Section: New Results
Impossibility of Precise and Sound Termination Sensitive Security Enforcements
An information flow policy is termination sensitive if it imposes that the termination behaviour of programs is not influenced by confidential input. Termination sensitivity can be statically or dynamically enforced. On one hand, existing static enforcement mechanisms for termination sensitive policies are typically quite conservative and impose strong constraints on programs like absence of while loops whose guard depends on confidential information. On the other hand, dynamic mechanisms can enforce termination sensitive policies in a less conservative way. SME, one of such mechanisms, was even claimed to be sound and precise in the sense that the enforcement mechanism will not modify the observable behaviour of programs that comply with the termination sensitive policy. However, termination sensitivity is a subtle policy, that has been formalized in different ways. A key aspect is whether the policy talks about actual termination, or observable termination.
We prove that termination sensitive policies that talk about actual termination are not enforceable in a sound and precise way. For static enforcements, the result follows directly from a reduction of the decidability of the problem to the halting problem. However, for dynamic mechanisms the insight is more involved and requires a diagonalization argument.

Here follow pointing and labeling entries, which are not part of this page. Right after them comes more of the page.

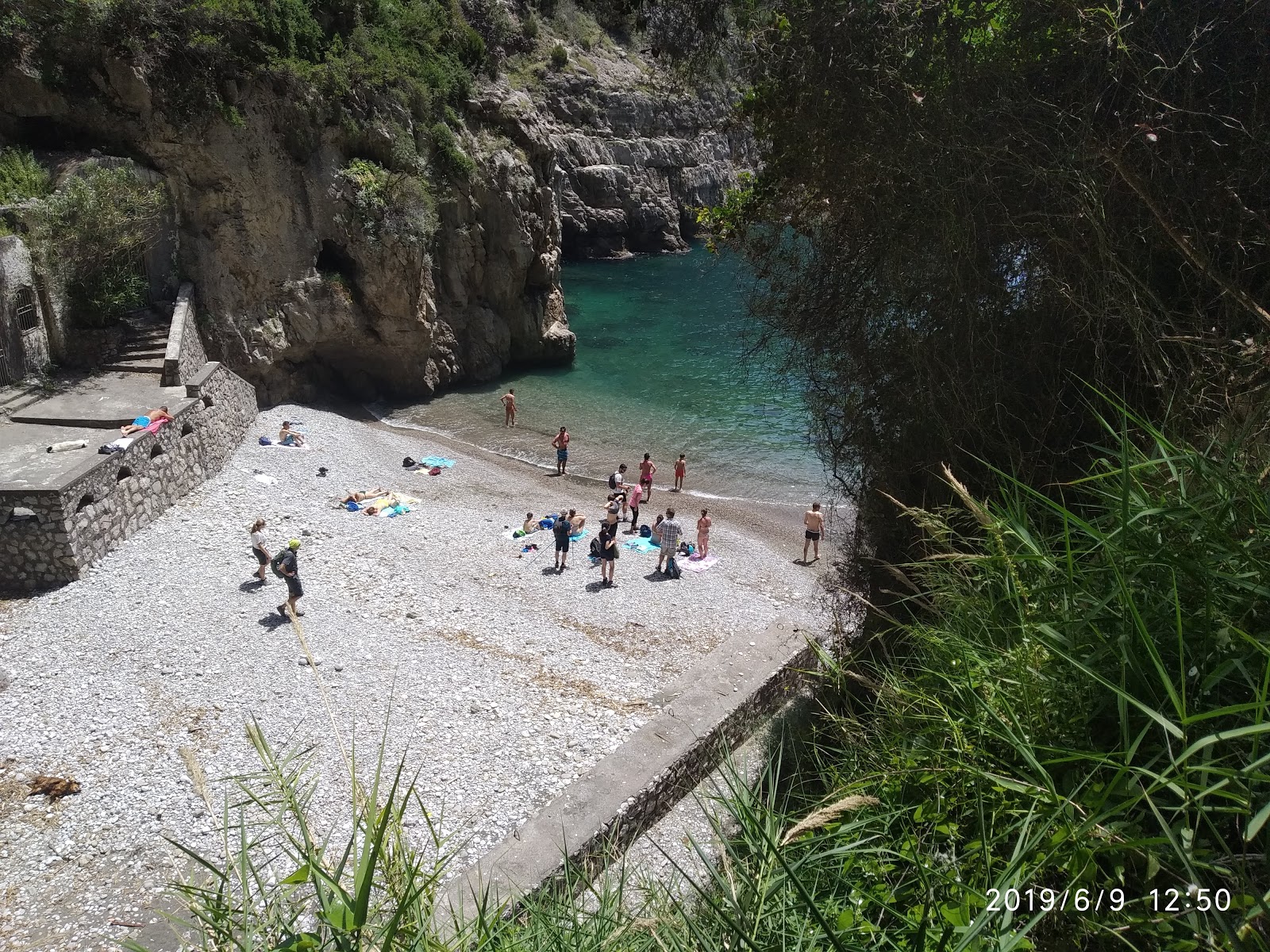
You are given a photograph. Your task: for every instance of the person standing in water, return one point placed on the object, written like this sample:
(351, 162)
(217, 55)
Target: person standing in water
(814, 522)
(562, 444)
(637, 494)
(704, 524)
(645, 475)
(258, 547)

In particular, our result contradicts the claim made about SME. We correct this claim by showing that SME enforces a subtly different policy that we call indirect termination sensitive noninterference and that talks about observable termination instead of actual termination. We construct a variant of SME that is sound and precise for indirect termination sensitive noninterference. Finally, we also show that static methods can be adapted to enforce indirect termination sensitive information flow policies (but obviously not precisely) by constructing a sound type system for an indirect termination sensitive policy.